Hemalkasa is a place far removed from the rest of India, and is not marked on a map of the country. It is governed by tribal rule and the community remains very traditional.
In real life, the story of the Amte’s is just as inspiring as it is on screen. Both of these doctors have been awarded the Magsasay Award for Community Leadership by the Indian government.
They have been long held as examples of how individuals can make a real difference to their community, and even their country.
Hemalkasa follows this true story from when the couple first begin their quest to improve the lives of the tribal people, throughout their project.
From the opening scene, it is clear that the film centres on Dr Amte and his relationship with the Hemalkasa landscape. The opening few shots feature Patekar walking out of river with a tiger beside him, in a dramatic and memorable opening.
Throughout the film, the events are accompanied by a narration which provides another storytelling device. This voiceover is the main feature of the film’s sound, whilst music mainly provides a background, reflecting the scenery of this isolated part of India.

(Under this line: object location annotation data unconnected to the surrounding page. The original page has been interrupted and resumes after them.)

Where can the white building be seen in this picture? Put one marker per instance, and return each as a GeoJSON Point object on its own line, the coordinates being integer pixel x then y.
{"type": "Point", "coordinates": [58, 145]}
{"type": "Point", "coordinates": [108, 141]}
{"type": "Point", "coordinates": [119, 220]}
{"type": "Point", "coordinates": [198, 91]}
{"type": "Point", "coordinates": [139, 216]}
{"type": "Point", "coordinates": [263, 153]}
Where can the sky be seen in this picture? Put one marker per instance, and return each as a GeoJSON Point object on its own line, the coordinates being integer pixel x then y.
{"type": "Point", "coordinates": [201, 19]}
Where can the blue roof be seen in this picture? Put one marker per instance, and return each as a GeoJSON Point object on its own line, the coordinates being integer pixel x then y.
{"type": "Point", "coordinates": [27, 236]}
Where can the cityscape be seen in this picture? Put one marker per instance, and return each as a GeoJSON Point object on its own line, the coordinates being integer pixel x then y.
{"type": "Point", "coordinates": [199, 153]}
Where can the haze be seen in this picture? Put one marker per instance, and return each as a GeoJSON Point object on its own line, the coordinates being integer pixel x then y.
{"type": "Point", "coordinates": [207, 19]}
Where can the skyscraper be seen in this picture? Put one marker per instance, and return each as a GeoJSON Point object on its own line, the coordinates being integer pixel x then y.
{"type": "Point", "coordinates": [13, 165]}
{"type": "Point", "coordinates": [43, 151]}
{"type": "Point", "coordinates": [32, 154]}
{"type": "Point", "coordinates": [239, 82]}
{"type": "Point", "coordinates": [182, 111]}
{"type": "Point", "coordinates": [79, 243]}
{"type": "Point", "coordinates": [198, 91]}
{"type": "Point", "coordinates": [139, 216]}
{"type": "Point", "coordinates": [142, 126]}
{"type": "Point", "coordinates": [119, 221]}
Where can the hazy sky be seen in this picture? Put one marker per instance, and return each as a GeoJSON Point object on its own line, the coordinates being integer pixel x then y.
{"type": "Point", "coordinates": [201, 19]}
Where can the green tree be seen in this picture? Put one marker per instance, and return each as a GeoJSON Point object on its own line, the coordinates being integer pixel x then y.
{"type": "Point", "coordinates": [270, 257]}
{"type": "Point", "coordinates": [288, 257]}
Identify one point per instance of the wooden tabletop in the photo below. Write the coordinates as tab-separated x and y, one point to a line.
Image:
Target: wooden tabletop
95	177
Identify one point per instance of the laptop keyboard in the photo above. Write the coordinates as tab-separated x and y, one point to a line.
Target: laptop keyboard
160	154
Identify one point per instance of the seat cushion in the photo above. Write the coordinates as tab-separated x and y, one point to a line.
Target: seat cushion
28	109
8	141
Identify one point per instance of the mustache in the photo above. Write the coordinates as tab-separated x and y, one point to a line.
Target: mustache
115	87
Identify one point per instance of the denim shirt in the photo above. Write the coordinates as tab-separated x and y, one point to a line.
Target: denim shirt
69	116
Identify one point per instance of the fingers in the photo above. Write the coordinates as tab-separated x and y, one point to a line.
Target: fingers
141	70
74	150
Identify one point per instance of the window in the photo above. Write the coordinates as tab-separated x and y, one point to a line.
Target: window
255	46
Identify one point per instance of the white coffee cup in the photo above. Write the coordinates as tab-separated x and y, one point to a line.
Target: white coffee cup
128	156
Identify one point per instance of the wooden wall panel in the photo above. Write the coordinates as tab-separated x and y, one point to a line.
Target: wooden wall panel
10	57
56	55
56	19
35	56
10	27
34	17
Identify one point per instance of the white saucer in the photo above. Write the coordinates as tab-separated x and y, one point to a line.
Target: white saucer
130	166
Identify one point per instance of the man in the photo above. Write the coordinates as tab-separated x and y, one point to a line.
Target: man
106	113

Hemalkasa covers a staggering amount of ground in its 117 minutes of running time, as Porey has managed to include so many events in her commitment to telling the Amte’s story.
The film also makes interesting use of special effects in a subtle way, using SG to create animals rather than the traditionally overblown explosions and animation, which viewers are used to seeing in films that use this technology.
It has been a long journey for Hemalkasa to go from the mind of its director to the screen, and finally to its place in the closing night of LIFF’s timetable.
Watch the London Indian Film Festival Q&A with Nana Patekar and Samruddhi Porey here:
Despite Porey having won Best Feature Film in Marathi by India’s National Film Awards in 2010 for her debut movie, Mala Aai Vhhaychy! it was still a challenge to make Hemalkasa.
Porey has described it as being a miracle that the film even got made. She spoke of the struggle to finance the movie, saying:
“No one was interested. I felt like crying because they didn’t understand what I was trying to achieve and want to bracket this film with everything else.
“They were not listening to what I wanted to do or the story I wanted to tell. I tried really hard to get someone to back Hemalkasa, but it wasn’t happening.”
However, Porey remained determined to make this movie a success, and thus invested all of her own money into the project. She even travelled to meet the real Dr Amte, who gave his blessing to the venture.
The commitment of Porey, and of the lead actor Patekar, really shines through in the film. Patekar actually already knew the real Dr Amte personally, and his performance makes the movie with its honesty and emotional connection to the audience.
Patekar talked of how proud he was to promote the film at LIFF, and answered the audiences’ questions after the film’s screening, saying:
“This is not merely a film but an inspirational message for the world and hence I am here at LIFF. Otherwise usually I avoid accepting film festival invitations. My friends, if you miss the film, the loss is yours.”
During the Q&A session after Hemalkasa screened at LIFF 2014, the star actor Patekar and the director Porey both stressed the importance of this story.
When asked about what the real life Dr Amte thought of the film, Porey replied that his response was: “I felt as if a camera was left on from my childhood to my present day, and I was watching it all on the big screen.”
Both Porey and Patekar stressed that their determination to make this film comes from a desire to tell the Amte’s story all around the world, and gain interest in the community work which is still happening in rural parts of India.
Hemalkasa’s storytelling has been recognised by LIFF, with it being named the runner up to the festival’s coveted Audience Award.
It is an uplifting story which reminds the audience of what is achievable, and fulfils the dream of both Porey, and her subject Dr Amte, to enthuse others to help their communities.